Alheios a tudo isto, Ray e Polly continuam a sua vida. No entanto, George anda à espreita, à procura de qualquer coisa, seja ela qual for, que o leve para bem longe. Depois de ter uma grande ideia para atrair o homem do barco para longe dele, apodera-se do barco. Até aí, tudo bem. Mas…Polly não se cansa de estar no sítio certo à hora errada! George não têm opção a não ser sequestrá-la. O barco arranca e, com o passar do tempo, as coisas começam a complicar-se. George passa a ser perseguido e começam a aproximar-se das Niagara Falls. Polly está em perigo, o que aumenta o nosso medo cada vez mais. Depois de tudo o que aconteceu, não queremos ver Polly morta. A água complica as coisas e o barco aproxima-se cada vez mais do seu destino fatal. Não pode ser assim! Polly não pode partir! A culpa nem foi dela! George tem de fazer o barco encalhar. TEM! Por favor, alguém salve Polly! Tanto faz quem seja! Pode até ser um extraterrestre, já nem nos importamos com a veracidade do filme, só queremos que Polly sobreviva!

É então que George mostra um lado bem humano e tenta salvar Polly antes de si. Mas qual é a ideia? Agarrar-se às plantas? Mas aquilo não vai aguentar o peso de um adulto! De todas as cenas de suspense do filme, essa é a melhor e a mais assustadora. Polly está bem, mas pode cair a qualquer momento. Se se apoiar nas plantas, elas podem partir e ela cai. E todos nós sabemos que, se ela cair, está tudo acabado. Não tem hipóteses contra a água, e está mesmo perto da queda de água. A ajuda não chegará jamais a tempo. Que situação pavorosa! Polly tenta salvar-se, de uma maneira que mais facilmente a matará. Quando uma parte da planta se parte, damos um salto e o coração sai pelo peito fora. Está perdida! Não! Aguentou-se! Mas continua a ser perigoso! Vá lá, Polly! Salva-te! Não caias!...Isso! Conseguiste! Graças a Deus! Polly está salva! Nunca mais peço nada na vida! E lá vai George…irónico fim para um homem para quem tudo se passou à volta das Niagara Falls. Adeus!

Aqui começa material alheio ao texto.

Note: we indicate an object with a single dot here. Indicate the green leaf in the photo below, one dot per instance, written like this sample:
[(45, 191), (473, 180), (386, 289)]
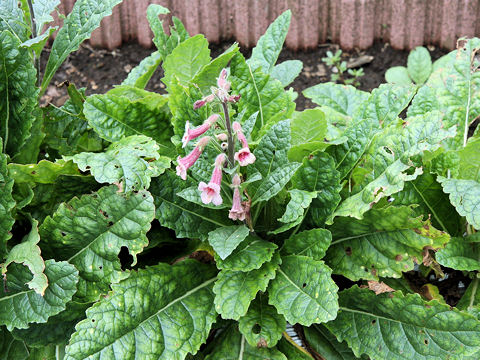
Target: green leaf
[(262, 326), (126, 111), (465, 196), (45, 172), (231, 345), (162, 312), (29, 254), (164, 43), (287, 71), (77, 27), (324, 343), (318, 174), (62, 281), (398, 75), (461, 254), (259, 92), (6, 204), (388, 165), (312, 243), (274, 182), (344, 99), (270, 44), (251, 254), (234, 290), (382, 108), (188, 220), (186, 60), (132, 161), (299, 201), (42, 10), (419, 65), (11, 348), (430, 201), (18, 93), (303, 291), (385, 243), (374, 325), (309, 129), (90, 231), (142, 73), (12, 19), (225, 239)]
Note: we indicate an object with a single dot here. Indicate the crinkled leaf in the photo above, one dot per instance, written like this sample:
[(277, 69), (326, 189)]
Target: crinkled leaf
[(29, 254), (126, 111), (388, 166), (398, 75), (303, 291), (18, 93), (318, 174), (384, 243), (142, 73), (12, 19), (185, 61), (287, 71), (344, 99), (265, 53), (249, 255), (465, 196), (77, 27), (62, 284), (259, 92), (374, 325), (312, 243), (11, 348), (461, 254), (325, 344), (185, 218), (90, 231), (262, 326), (132, 161), (164, 43), (45, 172), (309, 129), (225, 239), (162, 312), (430, 201), (6, 204), (419, 65), (453, 88), (234, 290), (299, 201), (232, 345)]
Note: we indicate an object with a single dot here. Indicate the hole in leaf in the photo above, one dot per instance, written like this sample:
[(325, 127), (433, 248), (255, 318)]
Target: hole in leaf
[(126, 259)]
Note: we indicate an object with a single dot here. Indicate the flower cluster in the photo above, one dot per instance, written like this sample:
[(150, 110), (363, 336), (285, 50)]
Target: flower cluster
[(230, 139)]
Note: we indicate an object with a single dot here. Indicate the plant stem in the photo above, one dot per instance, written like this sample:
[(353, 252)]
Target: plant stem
[(231, 144), (36, 59)]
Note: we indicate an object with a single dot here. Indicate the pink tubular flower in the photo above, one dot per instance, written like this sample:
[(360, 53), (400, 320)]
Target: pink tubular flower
[(199, 103), (191, 134), (237, 212), (211, 191), (186, 162), (244, 155)]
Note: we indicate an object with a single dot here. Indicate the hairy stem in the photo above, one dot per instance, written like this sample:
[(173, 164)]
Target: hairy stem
[(36, 59), (231, 144)]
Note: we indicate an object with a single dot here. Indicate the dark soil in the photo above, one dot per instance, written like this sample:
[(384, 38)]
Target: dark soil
[(99, 70)]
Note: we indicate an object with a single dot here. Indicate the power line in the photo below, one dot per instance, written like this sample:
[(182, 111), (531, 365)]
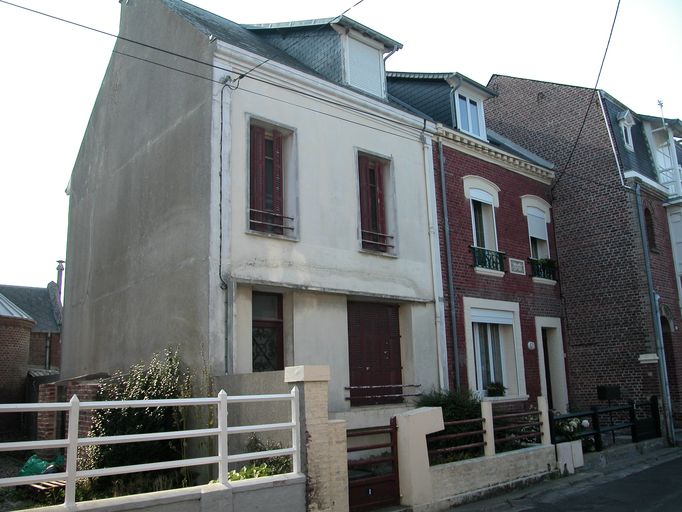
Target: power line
[(294, 43), (589, 104)]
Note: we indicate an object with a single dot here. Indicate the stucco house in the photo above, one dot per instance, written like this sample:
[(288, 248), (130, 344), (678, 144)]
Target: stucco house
[(616, 203), (251, 194), (502, 307)]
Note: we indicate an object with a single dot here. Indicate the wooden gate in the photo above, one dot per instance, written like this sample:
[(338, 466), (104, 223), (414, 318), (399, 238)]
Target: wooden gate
[(373, 475)]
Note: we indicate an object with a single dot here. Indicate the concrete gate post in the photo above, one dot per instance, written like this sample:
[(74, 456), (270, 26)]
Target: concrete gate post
[(323, 442)]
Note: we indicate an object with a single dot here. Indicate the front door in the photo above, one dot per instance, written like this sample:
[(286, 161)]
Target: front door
[(374, 353)]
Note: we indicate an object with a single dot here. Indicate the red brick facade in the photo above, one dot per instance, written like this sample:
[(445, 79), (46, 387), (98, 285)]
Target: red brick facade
[(608, 318), (512, 238)]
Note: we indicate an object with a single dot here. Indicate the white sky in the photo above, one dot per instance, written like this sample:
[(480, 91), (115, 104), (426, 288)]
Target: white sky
[(51, 74)]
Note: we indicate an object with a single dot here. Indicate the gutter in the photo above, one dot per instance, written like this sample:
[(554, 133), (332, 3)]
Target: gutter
[(436, 266), (448, 253)]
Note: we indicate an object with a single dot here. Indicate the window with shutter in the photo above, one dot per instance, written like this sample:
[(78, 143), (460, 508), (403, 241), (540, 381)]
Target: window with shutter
[(374, 353), (373, 212), (267, 181)]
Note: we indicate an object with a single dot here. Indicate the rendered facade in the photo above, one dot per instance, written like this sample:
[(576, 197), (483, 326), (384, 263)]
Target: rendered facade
[(266, 210)]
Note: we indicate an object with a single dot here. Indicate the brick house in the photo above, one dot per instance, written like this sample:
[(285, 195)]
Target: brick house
[(44, 306), (613, 314), (503, 310)]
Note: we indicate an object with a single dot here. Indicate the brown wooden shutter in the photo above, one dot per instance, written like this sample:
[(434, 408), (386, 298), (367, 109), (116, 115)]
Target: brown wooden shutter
[(365, 204), (256, 187), (277, 187)]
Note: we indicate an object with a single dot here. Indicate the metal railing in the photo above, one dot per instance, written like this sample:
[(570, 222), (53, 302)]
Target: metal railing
[(620, 417), (73, 442), (487, 258), (545, 268)]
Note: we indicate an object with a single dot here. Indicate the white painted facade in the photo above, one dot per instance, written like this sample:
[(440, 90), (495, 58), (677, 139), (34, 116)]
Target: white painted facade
[(321, 264)]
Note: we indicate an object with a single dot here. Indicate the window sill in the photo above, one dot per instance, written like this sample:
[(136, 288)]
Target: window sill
[(287, 238), (378, 253), (512, 398), (542, 280), (489, 272)]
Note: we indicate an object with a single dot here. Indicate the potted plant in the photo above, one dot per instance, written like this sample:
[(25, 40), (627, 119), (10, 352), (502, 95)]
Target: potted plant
[(495, 389)]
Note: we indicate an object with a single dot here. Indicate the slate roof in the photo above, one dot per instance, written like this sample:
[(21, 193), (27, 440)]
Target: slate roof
[(40, 304), (640, 159), (344, 21), (10, 310), (233, 33), (428, 95)]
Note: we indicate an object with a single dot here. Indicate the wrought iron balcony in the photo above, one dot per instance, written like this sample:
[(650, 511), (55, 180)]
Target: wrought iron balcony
[(487, 258), (545, 268)]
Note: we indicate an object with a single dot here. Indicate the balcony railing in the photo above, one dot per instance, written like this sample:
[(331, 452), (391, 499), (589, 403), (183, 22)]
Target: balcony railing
[(487, 258), (545, 268)]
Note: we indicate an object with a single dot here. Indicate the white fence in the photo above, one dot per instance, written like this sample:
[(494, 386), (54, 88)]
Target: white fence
[(222, 431)]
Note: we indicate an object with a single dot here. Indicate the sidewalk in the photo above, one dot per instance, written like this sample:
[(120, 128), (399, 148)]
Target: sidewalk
[(611, 464)]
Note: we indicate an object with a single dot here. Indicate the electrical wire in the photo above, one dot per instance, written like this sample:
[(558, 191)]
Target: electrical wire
[(589, 104)]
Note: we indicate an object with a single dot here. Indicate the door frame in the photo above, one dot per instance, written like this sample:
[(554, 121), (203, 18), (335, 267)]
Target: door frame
[(557, 360)]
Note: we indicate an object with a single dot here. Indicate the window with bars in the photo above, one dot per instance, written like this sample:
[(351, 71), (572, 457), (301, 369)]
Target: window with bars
[(374, 214), (268, 181)]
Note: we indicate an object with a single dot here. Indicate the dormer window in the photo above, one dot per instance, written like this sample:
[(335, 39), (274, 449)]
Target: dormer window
[(470, 115), (626, 122)]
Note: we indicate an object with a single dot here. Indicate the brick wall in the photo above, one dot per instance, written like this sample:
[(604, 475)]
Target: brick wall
[(512, 235), (603, 283), (15, 336)]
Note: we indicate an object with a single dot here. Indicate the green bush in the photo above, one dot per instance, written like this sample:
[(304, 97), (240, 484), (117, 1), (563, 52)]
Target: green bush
[(456, 405), (161, 378)]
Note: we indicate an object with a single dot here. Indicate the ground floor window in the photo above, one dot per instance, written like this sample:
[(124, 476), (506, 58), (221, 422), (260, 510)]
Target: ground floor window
[(494, 347), (267, 332), (374, 353)]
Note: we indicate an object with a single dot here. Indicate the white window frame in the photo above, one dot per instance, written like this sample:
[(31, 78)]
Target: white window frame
[(486, 192), (533, 206), (626, 124), (480, 118), (501, 312)]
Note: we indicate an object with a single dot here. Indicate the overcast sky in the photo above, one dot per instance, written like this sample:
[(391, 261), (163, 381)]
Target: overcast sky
[(51, 72)]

foto de Torrentes de Paixão

“ - Let’s visit Niagara Falls!
- I’m sorry I ever mentioned that!”

Gostaria ainda de falar sobre os actores. Marilyn Monroe, sempre o destaque, faz neste filme um papel bem diferente do habitual. Aqui, em vez de ser a totó do costume, representa uma mulher infiel, bem cínica e mostra que pode ser uma mulher muito fria quando lhe dão oportunidade. Conhecemos uma faceta diferente de Marilyn Monroe, que também é magnífica. Joseph Cotten também está bem, em especial nas cenas de raiva. Consegue ser muito intimidante. Jean Peters, que ficou com uma personagem que parece ter sido moldada como o contrário da personagem de Rose, interpreta-a de uma maneira realista que gera simpatia. Os secundários bem dispostos, como o Sr. Qua e o Sr. Kettering, estão como deviam estar: divertidos. Enfim, em geral, o elenco está bem.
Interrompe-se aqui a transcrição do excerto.